January 23, 1997
Digest: A part-time judge may work as a hair stylist at the county jail provided that no inmate sentenced by the judge uses the judge as a hair stylist.
Rule: 22 NYCRR 100.6(B)(4)
A part-time village justice inquires whether serving as a hairstylist at the county jail is permissible. Hairstyling is offered to eligible inmates bi-weekly and inmates pay for the service from their commissary accounts. The only inmates who receive haircuts are those sentenced to one year in jail. This justice’s caseload consists almost exclusively of traffic infractions and thus the judge rarely presides over matters in which the defendant is likely to be sentenced to incarceration of one year. The inmates are almost exclusively tried and/or sentenced not by the inquiring justice but by other Town or Village Justices or a County Court Judge. Another Village Justice also serves within the justice’s municipality.

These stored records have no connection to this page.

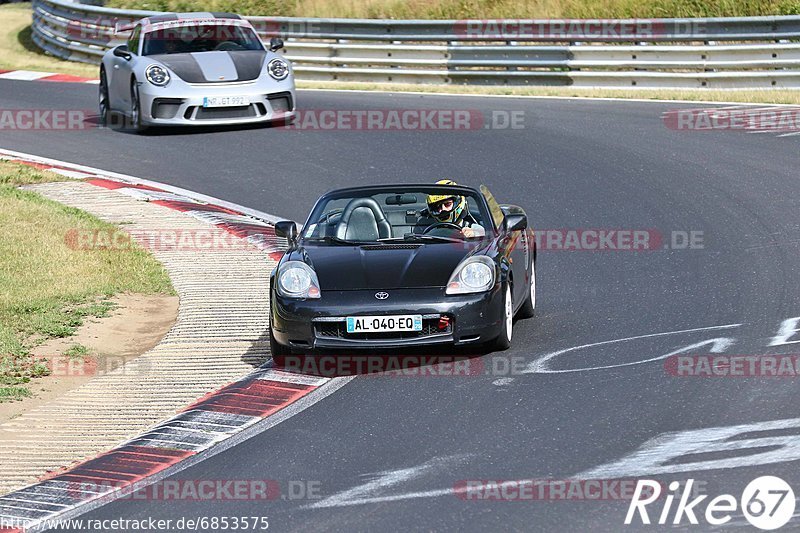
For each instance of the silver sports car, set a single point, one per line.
(195, 69)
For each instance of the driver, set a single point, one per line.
(453, 209)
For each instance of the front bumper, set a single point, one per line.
(313, 324)
(183, 105)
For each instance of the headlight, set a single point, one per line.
(278, 69)
(475, 274)
(157, 75)
(297, 280)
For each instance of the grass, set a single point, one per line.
(765, 96)
(47, 287)
(460, 9)
(18, 51)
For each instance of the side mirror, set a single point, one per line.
(122, 51)
(275, 44)
(515, 222)
(287, 229)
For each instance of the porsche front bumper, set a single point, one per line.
(183, 105)
(320, 323)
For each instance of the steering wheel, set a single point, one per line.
(441, 225)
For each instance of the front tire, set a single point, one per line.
(503, 341)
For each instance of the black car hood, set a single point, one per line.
(346, 268)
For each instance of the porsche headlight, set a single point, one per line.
(157, 75)
(475, 274)
(297, 280)
(278, 69)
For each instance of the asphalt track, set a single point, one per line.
(403, 442)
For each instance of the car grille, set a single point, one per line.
(337, 329)
(215, 113)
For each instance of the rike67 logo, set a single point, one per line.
(767, 503)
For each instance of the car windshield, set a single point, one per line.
(200, 38)
(399, 214)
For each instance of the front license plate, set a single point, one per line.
(377, 324)
(225, 101)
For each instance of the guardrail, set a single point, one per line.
(752, 52)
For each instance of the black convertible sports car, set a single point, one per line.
(374, 267)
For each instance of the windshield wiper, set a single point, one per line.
(334, 240)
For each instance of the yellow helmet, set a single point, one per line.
(454, 214)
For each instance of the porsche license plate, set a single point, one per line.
(378, 324)
(225, 101)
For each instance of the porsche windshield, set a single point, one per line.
(200, 38)
(428, 214)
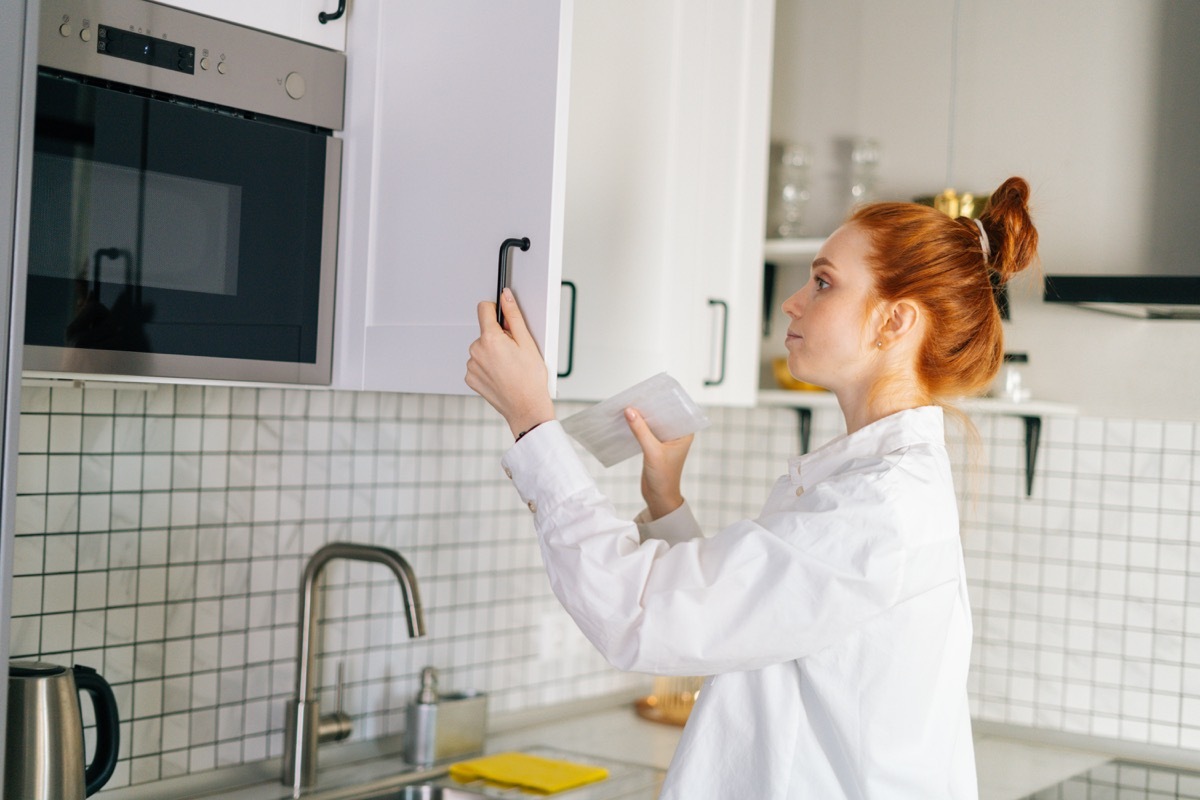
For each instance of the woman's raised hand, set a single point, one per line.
(507, 368)
(661, 465)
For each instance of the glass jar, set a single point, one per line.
(1011, 382)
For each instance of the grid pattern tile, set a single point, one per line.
(162, 534)
(1085, 595)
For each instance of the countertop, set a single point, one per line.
(609, 728)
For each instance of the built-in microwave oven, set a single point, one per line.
(184, 199)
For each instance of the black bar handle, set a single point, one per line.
(570, 332)
(325, 16)
(725, 338)
(503, 278)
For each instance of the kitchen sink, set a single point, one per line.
(426, 792)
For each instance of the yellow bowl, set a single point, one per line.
(785, 379)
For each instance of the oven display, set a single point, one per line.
(145, 49)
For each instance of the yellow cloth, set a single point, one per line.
(528, 771)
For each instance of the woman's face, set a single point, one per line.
(831, 340)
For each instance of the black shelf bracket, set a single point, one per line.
(1032, 437)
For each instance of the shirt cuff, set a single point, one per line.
(677, 527)
(545, 468)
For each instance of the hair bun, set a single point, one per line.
(1012, 236)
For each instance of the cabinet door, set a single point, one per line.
(616, 241)
(665, 193)
(455, 142)
(721, 200)
(292, 18)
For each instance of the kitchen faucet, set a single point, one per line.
(305, 727)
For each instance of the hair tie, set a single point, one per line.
(983, 241)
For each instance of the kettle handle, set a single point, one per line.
(108, 731)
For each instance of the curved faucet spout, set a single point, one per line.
(304, 719)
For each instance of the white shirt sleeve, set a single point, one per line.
(761, 591)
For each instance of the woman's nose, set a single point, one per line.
(795, 305)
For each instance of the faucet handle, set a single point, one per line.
(336, 726)
(341, 687)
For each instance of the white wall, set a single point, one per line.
(869, 67)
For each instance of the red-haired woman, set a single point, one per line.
(835, 624)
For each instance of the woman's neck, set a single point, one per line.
(867, 407)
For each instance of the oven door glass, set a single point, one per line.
(168, 239)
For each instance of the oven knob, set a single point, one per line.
(294, 84)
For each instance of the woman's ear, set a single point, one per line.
(903, 318)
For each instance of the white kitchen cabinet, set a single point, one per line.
(292, 18)
(454, 143)
(665, 194)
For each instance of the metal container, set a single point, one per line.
(45, 758)
(444, 726)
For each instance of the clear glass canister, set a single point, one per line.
(1011, 380)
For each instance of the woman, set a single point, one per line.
(835, 625)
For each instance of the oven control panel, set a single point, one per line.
(193, 56)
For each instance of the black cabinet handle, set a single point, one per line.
(325, 16)
(570, 334)
(503, 277)
(725, 338)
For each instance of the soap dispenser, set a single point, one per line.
(443, 726)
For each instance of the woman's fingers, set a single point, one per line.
(514, 320)
(642, 432)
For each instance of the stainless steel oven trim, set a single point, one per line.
(79, 362)
(257, 71)
(71, 54)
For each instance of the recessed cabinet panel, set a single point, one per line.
(456, 125)
(618, 192)
(730, 61)
(665, 193)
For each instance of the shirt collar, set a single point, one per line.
(923, 425)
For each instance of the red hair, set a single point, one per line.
(937, 262)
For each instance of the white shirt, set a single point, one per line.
(835, 625)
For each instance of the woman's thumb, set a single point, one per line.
(514, 320)
(640, 427)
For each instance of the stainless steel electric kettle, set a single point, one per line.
(45, 752)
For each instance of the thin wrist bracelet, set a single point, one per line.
(523, 432)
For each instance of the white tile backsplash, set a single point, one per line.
(161, 537)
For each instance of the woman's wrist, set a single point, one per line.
(660, 506)
(527, 422)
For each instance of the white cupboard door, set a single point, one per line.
(616, 247)
(456, 130)
(292, 18)
(727, 82)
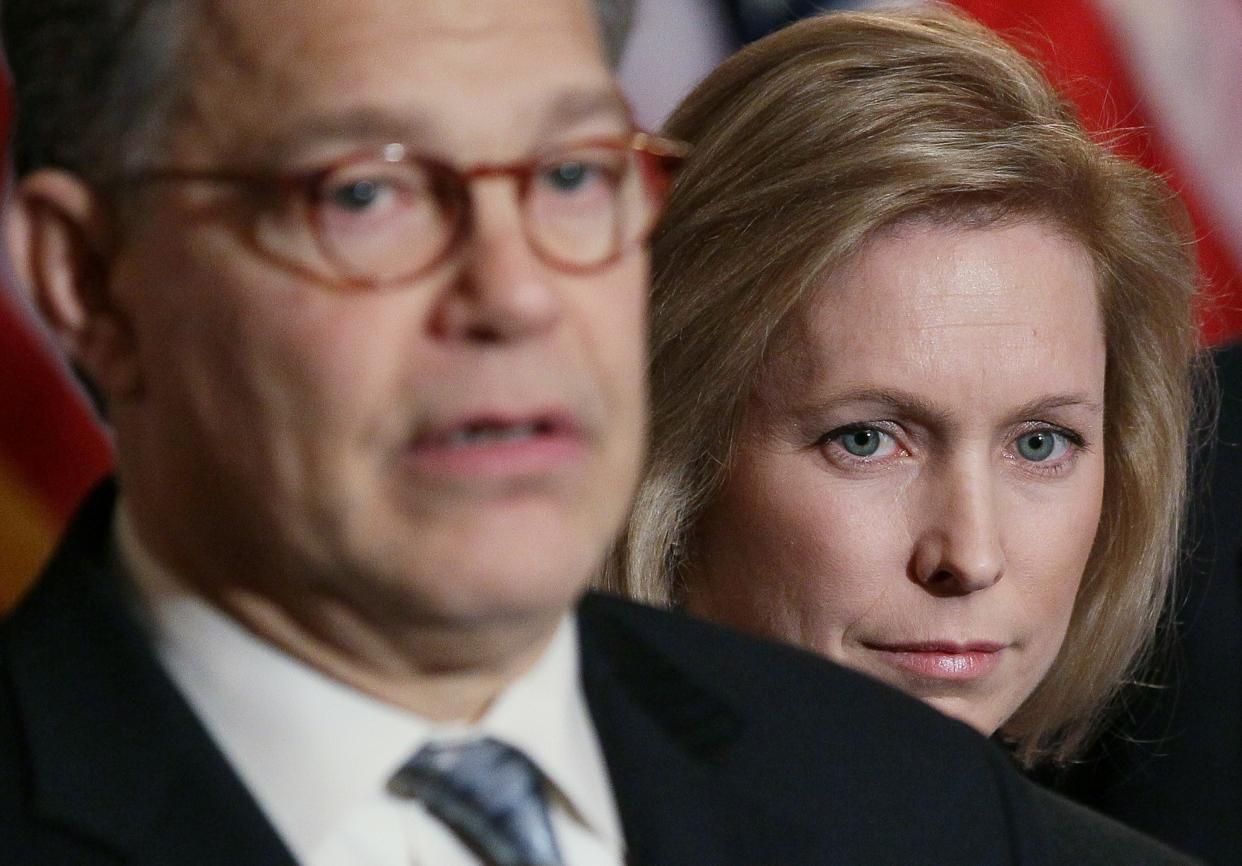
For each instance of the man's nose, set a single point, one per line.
(502, 290)
(960, 549)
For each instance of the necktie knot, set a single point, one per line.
(489, 794)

The Rules Governing Judicial Conduct allow a part-time judge to “...accept private employment or public employment in a federal, state, or municipal department or agency, provided that such employment is not incompatible with judicial office and does not conflict or interfere with the proper performance of the judge’s duties.” 22 NYCRR 100.6(B)(4).
Since the inquiring judge is not likely to handle cases which result in incarceration at the jail, and with the understanding that the judge must recuse himself/herself if any potential conflict should arise, the judge may continue to work as a hairstylist at the county jail.